La journée commençait mal !

« Effectivement, dis-je à Bernard, cela m’a paru bizarre, en entrant, de ne voir ni Jean, ni François, mais dans tout ce monde, va savoir ! ». Je descendis alors chercher la voiture, rattrapais très vite Bernard parti à pied, et nous faisons encore plus de cinq cents mètres pour voir François nous attendre au milieu de la route, face à une grande cour de ferme déjà pleine de voitures. « Et alors, qu’est-ce que vous faisiez ? » me demanda-t-il. Et de lui expliquer notre péripétie. Puis, cette fois au bon endroit, nous recommençons les salutations d’usage, et présentons nos permis tout en appréciant le café d’accueil qui nous permit d’attendre le retour de Jean, patron de la chasse, occupé en forêt avec un chien de pied. A son arrivée, il salua tous les présents, vint nous exprimer son plaisir de nous retrouver, et invita aussitôt l’assemblée à passer aux choses sérieuses, c’est-à-dire les consignes de chasse et de sécurité. Une belle compagnie de sangliers avait été repérée dans une coupe sale au lieu-dit « Bois du Cadet ». Comme d’habitude ici, on ne tire pas les laies meneuses ou suitées, et aujourd’hui seulement les mâles et les bêtes de moins de cinquante kilos. Le plan de traque est vite organisé, et profitant de ma connaissance de la forêt, Jean me demanda d’aller, avec mon camarade et un autre invité, occuper les 3 postes de la difficile ligne de la Renardière, mission que j’acceptais avec plaisir et fierté. Pas simple en effet, la ligne de la Renardière, car à peine deux cents mètres après avoir quitté la route forestière, un gros arbre couché nous en interdit l’accès. Demi-tour donc, et grand détour par la route de la Chalosse, pour prendre la tranchée du Grand chêne, y laisser la voiture à son croisement avec la Renardière, et faire encore un demi-kilomètre pour y trouver nos postes, marqués par des petites pancartes numérotées. Une bonne distance les sépare, et bien évidemment, j’héritais du plus éloigné. Bien essoufflé avant d’y être arrivé, j’entendis déjà les récris des grands courants. J’accélérais le pas, mais l’effort fut inutile, et nous n’avons rien vu de la matinée…

 

La journée continuait bien mal !

L’après-midi mon poste était en contrebas d’une route forestière surélevée à cet endroit. Je me réjouis d’une telle place… si une menée avait la bonne idée de franchir la route forestière pierrée.

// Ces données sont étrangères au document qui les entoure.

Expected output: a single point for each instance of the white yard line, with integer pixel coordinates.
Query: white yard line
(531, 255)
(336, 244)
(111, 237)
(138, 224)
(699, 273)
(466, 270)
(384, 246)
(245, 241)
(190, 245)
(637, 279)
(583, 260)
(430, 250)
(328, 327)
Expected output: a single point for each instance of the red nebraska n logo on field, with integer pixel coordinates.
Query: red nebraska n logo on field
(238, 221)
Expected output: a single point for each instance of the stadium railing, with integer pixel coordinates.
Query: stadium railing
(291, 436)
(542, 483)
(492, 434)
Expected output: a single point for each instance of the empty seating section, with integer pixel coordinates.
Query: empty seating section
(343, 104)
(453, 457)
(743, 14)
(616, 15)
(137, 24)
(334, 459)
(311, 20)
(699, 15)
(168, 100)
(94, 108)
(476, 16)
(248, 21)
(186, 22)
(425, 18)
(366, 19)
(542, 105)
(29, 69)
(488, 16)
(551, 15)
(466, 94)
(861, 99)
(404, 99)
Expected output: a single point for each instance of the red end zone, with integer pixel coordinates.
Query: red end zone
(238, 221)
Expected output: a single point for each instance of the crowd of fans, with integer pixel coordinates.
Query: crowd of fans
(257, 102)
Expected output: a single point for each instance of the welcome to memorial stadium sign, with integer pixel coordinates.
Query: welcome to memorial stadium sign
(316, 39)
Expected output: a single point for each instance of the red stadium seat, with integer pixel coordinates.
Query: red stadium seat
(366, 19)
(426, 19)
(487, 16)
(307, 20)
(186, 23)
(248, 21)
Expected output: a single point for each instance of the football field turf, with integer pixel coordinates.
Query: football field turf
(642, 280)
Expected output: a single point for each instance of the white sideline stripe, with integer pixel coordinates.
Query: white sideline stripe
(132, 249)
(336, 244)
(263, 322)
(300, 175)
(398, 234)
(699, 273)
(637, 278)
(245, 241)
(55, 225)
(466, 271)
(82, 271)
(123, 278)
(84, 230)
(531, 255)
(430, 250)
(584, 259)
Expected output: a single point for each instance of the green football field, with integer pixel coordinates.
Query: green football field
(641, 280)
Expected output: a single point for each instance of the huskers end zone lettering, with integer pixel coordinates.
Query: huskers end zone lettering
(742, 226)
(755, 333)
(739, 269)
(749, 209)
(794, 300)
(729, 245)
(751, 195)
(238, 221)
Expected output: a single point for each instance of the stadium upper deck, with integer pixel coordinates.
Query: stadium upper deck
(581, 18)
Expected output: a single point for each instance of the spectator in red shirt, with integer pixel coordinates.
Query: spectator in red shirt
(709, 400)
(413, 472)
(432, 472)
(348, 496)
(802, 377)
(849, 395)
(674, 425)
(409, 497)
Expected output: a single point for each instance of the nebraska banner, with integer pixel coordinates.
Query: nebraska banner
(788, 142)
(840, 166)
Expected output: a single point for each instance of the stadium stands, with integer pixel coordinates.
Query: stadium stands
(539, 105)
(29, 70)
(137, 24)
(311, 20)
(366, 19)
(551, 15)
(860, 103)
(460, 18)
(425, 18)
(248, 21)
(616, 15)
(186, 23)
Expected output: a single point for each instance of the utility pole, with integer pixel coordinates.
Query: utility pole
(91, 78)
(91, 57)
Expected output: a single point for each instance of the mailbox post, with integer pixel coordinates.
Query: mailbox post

A peine ai-je eu le temps de charger ma carabine, que de l’autre côté, j’entendis venir dans ma direction une menée sonore. Pour sûr, aussi près de la grande allée,  elle allait la sauter et je me préparais au tir, la carabine épaulée. Ma déception fut grande d’entendre alors la « musique » s’éloigner sur ma gauche, et longer la forestière, où j’ai vu maintes et maintes fois les sangliers la traverser sans ralentir !

 

La journée se poursuivait mal !

Déçu par cet épisode, je m’assis alors sur mon trépied pour attendre une éventuelle autre menée. Moins de cinq minutes après, mon attention fut attirée par de légers craquements. Je me levais lentement et aperçus, à une trentaine de mètres environ, un fort sanglier qui descendait le talus. L’animal, seul, bien noir, la hure carrée, une légère proéminence sous le ventre, les soies hérissées sur le dos, la vrille tenue verticalement droite, ne me laissa aucun doute. J’avais devant moi un beau solitaire qui ne m’avait pas vu. J’attendis qu’il traverse l’allée en face de moi, mis la croix de la lunette sur son épaule et lui envoyait une balle. Au coup de feu, il fit un bond énorme en avant, fila comme un diable sur une cinquantaine de mètres, s’immobilisa, et tomba sur le côté, raide mort. Fier de mon coup de carabine et me réjouissant de ce succès instantané, j’attendis la fin de battue en regardant ma capture. Les trois coups sonnés, je suis allé au résultat pour constater que… mon beau mâle était en réalité une laie d’environ soixante-dix kilos ! De retour à la maison de chasse, alors que je m’attendais à une remarque, voire une réprimande, je fus félicité pour « mon exploit », seule pièce de la journée, malgré plusieurs tirs. La journée mal commencée finissait donc bien… Mais, après les honneurs au gibier et la traditionnelle photo de groupe, la laie fut éviscérée et… incroyablement, on ne retrouva sur elle aucun impact de balle…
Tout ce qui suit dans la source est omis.